Through this analysis, it is shown that first, a student’s tuition contribution status is highly dependent on if a student is receiving financial aid. 40.74% of financial aid students are paying for a portion of their tuition whereas only 15.19% of non-financial aid do the same. This can be attributed to perhaps financial aid students coming from a lower income level family and needing to work to have more flexibility in spending.
It is also shown that, as hypothesized, increasing class attendance is correlated to higher GPA. Although the correlation is not strong within the data we have collected, it is nevertheless positive and perhaps if the population sample were to be expanded to a more diverse group of students, the correlation would increase.
Although as seen from Table 2 and 3, students who contribute to their tuition has a higher class attendance and GPA (0.947, 3.644) than those who do not (0.918, 3.577). However, the difference is not significant in the population sample we used. Likewise, students who are on financial aid also has a higher class attendance and GPA (0.926, 3.648) than those who do not (0.922, 3.571) even though the difference is once again, insignificant. The inability to reject the null hypothesis can be attributed to either the null hypothesis is true or insufficient sampling in our data. Thus, more analysis is needed to fully conclude the effect of students’ financial contribution to education on class attendance and overall GPA.
In our dataset, there are 63 percent of students who are not on financial aid and did not contribute to their tuition costs. This shows a potential bias in the data which could affect results. In order to fully conclude if school performance is associated with tuition contribution, the following can be improved in the future:
Analyze the results based on economic income brackets for each student as well.

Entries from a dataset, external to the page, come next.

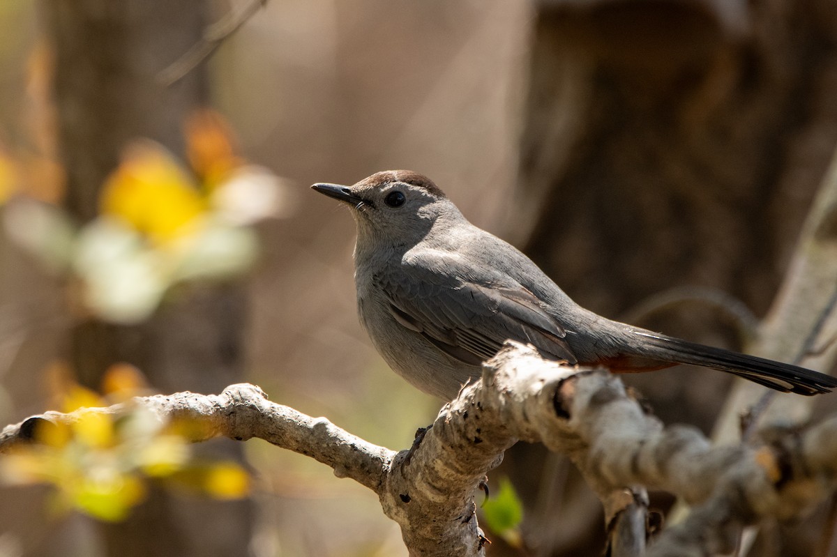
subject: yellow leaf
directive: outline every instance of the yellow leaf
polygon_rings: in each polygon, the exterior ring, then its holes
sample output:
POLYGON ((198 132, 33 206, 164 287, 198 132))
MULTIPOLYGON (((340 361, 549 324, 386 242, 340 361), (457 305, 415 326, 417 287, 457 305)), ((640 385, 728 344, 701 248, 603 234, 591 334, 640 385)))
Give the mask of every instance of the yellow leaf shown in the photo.
POLYGON ((249 476, 232 462, 222 462, 211 467, 204 478, 204 489, 219 499, 235 499, 249 491, 249 476))
POLYGON ((102 392, 119 401, 136 396, 147 390, 148 383, 142 372, 125 362, 114 364, 102 377, 102 392))
POLYGON ((161 435, 142 447, 137 462, 148 476, 162 478, 181 470, 189 455, 185 439, 177 435, 161 435))
POLYGON ((113 419, 107 414, 81 410, 73 424, 75 437, 90 447, 111 447, 116 441, 113 419))
POLYGON ((188 175, 160 146, 130 146, 105 183, 102 212, 118 217, 153 242, 187 234, 206 211, 188 175))
POLYGON ((116 474, 107 478, 86 478, 69 491, 74 506, 100 520, 116 522, 128 516, 131 508, 145 497, 146 488, 136 477, 116 474))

Look into the actual amount of money students are contributing to their tuition.
Sample a more diverse population with students from different schools and majors to have a sample with equal distribution of students in terms of financial aid status and tuition contribution status.
Dee, Gabrielle. “Busy Schedules, Boring Lectures Drive Students to Skip Classes.” Brown Daily Herald, 22 Apr. 2014, www.browndailyherald.com/2014/04/17/busy-schedules-boring-lectures-drive-students-skip-classes/.

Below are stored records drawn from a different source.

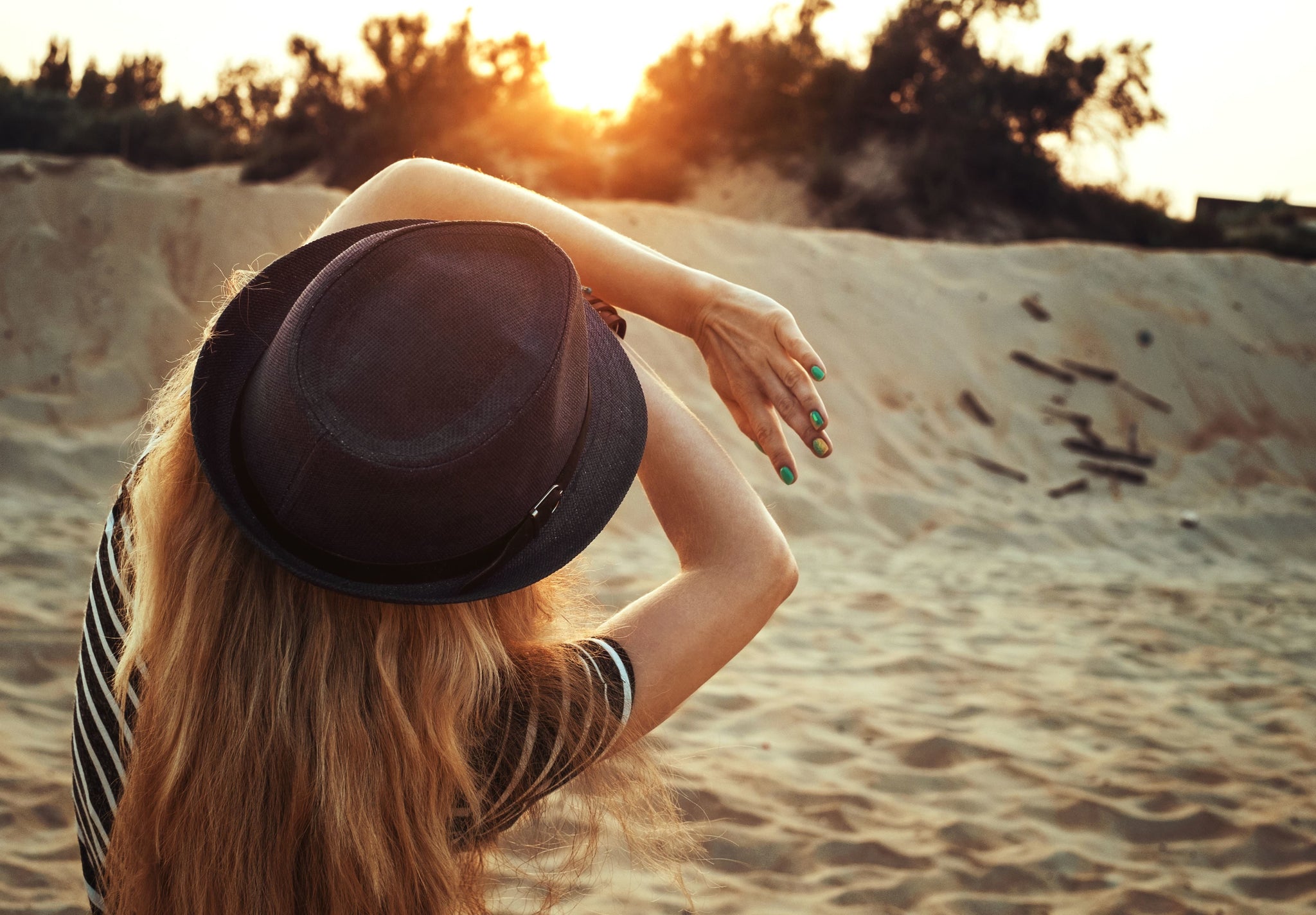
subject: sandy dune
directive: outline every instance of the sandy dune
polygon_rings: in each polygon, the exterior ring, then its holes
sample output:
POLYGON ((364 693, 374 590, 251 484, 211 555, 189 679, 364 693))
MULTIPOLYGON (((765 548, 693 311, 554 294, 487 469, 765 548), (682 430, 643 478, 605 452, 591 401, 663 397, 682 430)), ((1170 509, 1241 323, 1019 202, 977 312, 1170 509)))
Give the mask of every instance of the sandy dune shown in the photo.
MULTIPOLYGON (((0 912, 83 908, 75 649, 142 398, 337 199, 0 157, 0 912)), ((628 334, 801 567, 659 732, 701 911, 1316 912, 1316 269, 582 209, 788 304, 829 369, 836 454, 787 488, 691 345, 628 334)), ((584 561, 609 604, 675 567, 638 488, 584 561)), ((576 911, 678 910, 619 861, 576 911)))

Dignan, Sara. “The Cost of Skipping Class, by the Numbers.” USA Today, Gannett Satellite Information Network, 26 Feb. 2016, www.usatoday.com/story/college/2016/02/26/the-cost-of-skipping-class-by-the-numbers/37413317/.
Hamilton, Laura T. “More Is More or More Is Less? Parental Financial Investments during College.” American Sociological Review, vol. 78, no. 1, Feb. 2013, pp. 70–95, doi:10.1177/0003122412472680.
“Types of Financial Aid: Emory University: Atlanta GA.” Emory University | Atlanta GA, apply.emory.edu/financial-aid/types-of-aid/index.html.